BRIAN Clark’s play Whose Life Is It Anyway? was first performed on television in 1972 and adapted for the stage six years later.It was controversial at the time – discussing assisted suicide but winning many awards.
Fifty years on, the climate surrounding the debate might have changed, but the questions stay the same, and the play is every bit as powerful. Martin Williams saw it as a newly qualified drama teacher, with Tom Conti in the lead, and determined to direct it one day. His day has come this week with Amateur Players of Sherborne – and it is stunningly brilliant.
There are all sorts of challenges facing anyone producing the play. The main character is in bed, moving only his head, from start to finish. Multiple scenes happen almost simultaneously. Specialised props are required. All this in addition to the complex ethical, medical and legal questions that must be addressed.
APS has assembled an extraordinary cast to perform this very demanding play, and on the opening night every member of the audience watched with rapt attention as Ken Harrison fought for the right to bring his life to an end.

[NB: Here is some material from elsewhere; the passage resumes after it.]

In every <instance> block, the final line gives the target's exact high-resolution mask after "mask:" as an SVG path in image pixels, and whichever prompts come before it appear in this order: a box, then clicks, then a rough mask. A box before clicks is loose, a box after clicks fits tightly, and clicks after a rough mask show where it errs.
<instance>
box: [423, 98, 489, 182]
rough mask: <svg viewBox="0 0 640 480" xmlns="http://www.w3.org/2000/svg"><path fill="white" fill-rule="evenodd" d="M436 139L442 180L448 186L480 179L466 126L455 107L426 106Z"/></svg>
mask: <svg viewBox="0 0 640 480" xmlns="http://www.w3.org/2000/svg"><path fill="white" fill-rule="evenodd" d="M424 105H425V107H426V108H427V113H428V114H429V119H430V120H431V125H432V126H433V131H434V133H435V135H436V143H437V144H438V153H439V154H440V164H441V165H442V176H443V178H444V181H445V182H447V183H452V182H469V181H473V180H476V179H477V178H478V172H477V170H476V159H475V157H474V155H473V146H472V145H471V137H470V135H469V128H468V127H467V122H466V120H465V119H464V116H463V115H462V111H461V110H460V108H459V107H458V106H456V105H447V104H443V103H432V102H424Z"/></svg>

Robert Brydges is a handsome, witty and charismatic man, and this is his first foray into acting – not counting a disastrous Shakespearean debacle at school. He plays the central role, a sculptor and teacher who has been critically injured in a car crash fracturing his spine and permanently paralysed from the neck down. He has been in hospital, in the care of Dr Michelle Emerson, for more than six months and has no prospect of any meaningful recovery of movement. We watch as Ken forms close relationships with nurses and doctors and an orderly, and we watch their reactions as they realise he has irrevocably decided on a course of action that must end his life.
The “hospital”, in the person of Dr Emerson, steps in, citing a legal and ethical responsibility to keep the patient alive. Ken’s legal team takes the unusual step of claiming Habeas Corpus, and the judge comes to the hospital to decide this fraught case.
In addition to the central role, there are some powerfully moving performances, notably from Sara Danesh-Pour as Dr Scott, Bev Taylor-Wade as Sister Anderson, newcomer Annalise Carter-Brown as Dr Emerson, Liam Beard as the perky John, Jessica Colson as a totally convincing barrister and Patrick Knox as the learned judge. Charlotte Berry is the delightful young nurse, with Adrian Harding stepping in at short notice as Ken’s solicitor. Every member of the cast is evidently totally committed to both the production and its important story, which is not easy watching, but still cries out to be seen and discussed as our lives become ever more dependent on technology and controlled by box-tickers.
It is on stage in Sherborne until Saturday.